Ringraziamo chi ha voluto commentare il nostro articolo. Alcuni argomenti sono largamente condivisibili, come i dubbi che sorgono sulla necessità di iniziare la riforma del sistema scolastico proprio dalla scuola primaria, che in realtà presenta buone performance. E’ anche utile sottolineare la difesa dei moduli, oltre che del tempo pieno.

Sintetizziamo e tentiamo di rispondere agli scetticismi principali avanzati verso le nostre argomentazioni:

  1. il tempo pieno non fa bene al bambino, perché troppe ore a scuola sono pesanti e negative per il suo apprendimento. Si tratta di un argomento condivisibile, ma privo di fondamento scientifico. Come abbiamo sottolineato, l’organizzazione e la qualità del tempo pieno sono fondamentali.
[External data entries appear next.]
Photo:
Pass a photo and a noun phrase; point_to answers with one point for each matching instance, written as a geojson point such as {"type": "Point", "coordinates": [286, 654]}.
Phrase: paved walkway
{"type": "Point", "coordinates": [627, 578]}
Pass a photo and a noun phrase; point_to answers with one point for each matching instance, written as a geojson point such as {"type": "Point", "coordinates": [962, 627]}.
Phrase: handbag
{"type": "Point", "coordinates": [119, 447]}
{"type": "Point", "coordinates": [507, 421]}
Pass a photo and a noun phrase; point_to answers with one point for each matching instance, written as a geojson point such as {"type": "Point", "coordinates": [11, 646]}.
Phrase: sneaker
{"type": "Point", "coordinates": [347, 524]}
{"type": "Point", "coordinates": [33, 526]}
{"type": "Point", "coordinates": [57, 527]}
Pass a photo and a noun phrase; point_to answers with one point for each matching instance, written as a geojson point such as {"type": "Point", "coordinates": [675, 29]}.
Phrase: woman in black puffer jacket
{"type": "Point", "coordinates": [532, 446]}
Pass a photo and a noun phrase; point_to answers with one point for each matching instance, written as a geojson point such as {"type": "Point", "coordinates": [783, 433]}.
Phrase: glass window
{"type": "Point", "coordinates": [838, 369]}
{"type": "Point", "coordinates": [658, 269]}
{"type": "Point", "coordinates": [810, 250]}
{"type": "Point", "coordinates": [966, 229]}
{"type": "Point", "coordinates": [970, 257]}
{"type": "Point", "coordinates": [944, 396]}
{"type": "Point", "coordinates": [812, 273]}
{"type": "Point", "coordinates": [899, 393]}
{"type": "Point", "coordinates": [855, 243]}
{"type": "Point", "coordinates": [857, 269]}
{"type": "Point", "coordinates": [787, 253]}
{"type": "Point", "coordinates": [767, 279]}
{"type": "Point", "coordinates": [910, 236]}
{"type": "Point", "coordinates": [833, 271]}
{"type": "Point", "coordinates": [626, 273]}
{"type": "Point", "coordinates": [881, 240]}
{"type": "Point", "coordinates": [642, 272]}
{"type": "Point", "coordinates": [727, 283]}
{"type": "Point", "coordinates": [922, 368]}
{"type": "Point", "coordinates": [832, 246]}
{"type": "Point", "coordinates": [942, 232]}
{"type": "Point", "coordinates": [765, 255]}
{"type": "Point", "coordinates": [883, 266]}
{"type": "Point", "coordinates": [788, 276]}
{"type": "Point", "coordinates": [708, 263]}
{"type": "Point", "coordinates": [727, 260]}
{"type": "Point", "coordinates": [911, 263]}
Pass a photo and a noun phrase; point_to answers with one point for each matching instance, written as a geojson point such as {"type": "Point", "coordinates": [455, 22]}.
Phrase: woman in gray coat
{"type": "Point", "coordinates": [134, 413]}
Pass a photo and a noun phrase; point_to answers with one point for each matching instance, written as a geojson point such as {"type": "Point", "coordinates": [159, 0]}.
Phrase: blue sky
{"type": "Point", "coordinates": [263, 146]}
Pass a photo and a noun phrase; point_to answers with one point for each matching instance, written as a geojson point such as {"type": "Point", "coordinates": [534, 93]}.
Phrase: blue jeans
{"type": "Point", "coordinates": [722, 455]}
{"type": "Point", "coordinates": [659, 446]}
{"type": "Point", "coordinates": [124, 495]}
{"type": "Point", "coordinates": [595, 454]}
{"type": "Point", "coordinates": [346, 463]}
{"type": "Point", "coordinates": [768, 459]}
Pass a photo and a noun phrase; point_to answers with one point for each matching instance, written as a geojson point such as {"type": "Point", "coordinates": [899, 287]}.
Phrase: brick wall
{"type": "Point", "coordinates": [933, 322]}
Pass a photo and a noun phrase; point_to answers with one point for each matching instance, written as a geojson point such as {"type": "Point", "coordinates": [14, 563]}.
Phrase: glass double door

  2. Se il lavoro è scarso, è meglio darlo ai padri prima che alle madri. Si tratta in questo caso di un giudizio culturale. Dal punto di vista scientifico è privo di fondamento, in quanto basato sull’idea (non necessariamente vera) che il numero di posti di lavoro sia fisso e uomini e donne perfettamente sostituibili.  
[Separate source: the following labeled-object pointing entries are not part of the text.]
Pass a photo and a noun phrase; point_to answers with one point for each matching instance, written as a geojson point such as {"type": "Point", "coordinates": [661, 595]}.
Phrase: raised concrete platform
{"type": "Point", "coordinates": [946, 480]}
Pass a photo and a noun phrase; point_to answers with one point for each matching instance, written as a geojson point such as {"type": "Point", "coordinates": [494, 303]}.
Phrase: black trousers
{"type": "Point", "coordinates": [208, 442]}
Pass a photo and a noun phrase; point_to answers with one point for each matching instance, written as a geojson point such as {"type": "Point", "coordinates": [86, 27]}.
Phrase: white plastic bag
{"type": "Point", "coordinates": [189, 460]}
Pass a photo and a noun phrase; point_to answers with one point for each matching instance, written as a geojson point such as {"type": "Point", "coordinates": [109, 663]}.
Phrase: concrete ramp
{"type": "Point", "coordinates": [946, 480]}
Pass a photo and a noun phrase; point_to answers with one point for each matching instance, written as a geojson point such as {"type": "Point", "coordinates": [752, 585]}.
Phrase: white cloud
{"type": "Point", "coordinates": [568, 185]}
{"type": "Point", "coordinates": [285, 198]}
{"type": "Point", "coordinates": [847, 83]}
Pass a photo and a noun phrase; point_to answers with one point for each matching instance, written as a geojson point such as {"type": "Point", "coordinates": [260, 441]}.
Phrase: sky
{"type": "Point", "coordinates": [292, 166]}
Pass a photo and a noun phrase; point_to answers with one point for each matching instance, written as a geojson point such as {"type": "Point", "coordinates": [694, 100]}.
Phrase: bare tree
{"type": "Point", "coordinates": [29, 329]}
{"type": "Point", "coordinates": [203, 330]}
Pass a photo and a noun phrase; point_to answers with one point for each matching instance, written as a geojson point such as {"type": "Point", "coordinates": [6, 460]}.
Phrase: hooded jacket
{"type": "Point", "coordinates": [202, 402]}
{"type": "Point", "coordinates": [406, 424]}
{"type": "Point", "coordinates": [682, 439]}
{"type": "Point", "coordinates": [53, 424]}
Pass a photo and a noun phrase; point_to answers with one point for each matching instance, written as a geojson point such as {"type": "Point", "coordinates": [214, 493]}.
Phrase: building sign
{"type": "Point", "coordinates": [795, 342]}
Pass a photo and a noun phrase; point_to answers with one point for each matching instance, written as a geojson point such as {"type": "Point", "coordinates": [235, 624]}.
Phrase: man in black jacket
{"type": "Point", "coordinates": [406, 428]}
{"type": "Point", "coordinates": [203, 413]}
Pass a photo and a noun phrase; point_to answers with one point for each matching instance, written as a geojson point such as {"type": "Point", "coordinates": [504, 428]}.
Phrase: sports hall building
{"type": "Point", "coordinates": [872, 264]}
  3. E’ meglio scegliere serenamente chi dei due deve restare a casa invece di chiedere più servizi. Anche in questo caso si tratta di un giudizio culturale che non condividiamo: il superamento della divisione dei ruoli e la promozione della doppia carriera sono essenziali nella società attuale, per proteggere dai rischi, sempre più diffusi, di lavoro e anche di scioglimento delle famiglie.
  4. Il part-time e il telelavoro potrebbero essere la vera soluzione invece che il tempo pieno. Su questo punto c’è molta confusione e il dibattito suscitato dal nostro articolo si è argomentato in maniera confusa e anche poco corretta. Occorre sottolineare alcuni aspetti: (i) in Italia il part-time è poco diffuso e il telelavoro ancora meno; (ii) spesso il part-time è una scelta irreversibile; (iii) il part-time si associa a forme di discriminazione verticale, che relegano le donne in mansioni meno prestigiose e meno remunerative. Se l’obiettivo è promuovere la doppia carriera all’interno della famiglia, e non solo l’occupazione di entrambi i partner, puntare tutto sul part-time può essere fuorviante.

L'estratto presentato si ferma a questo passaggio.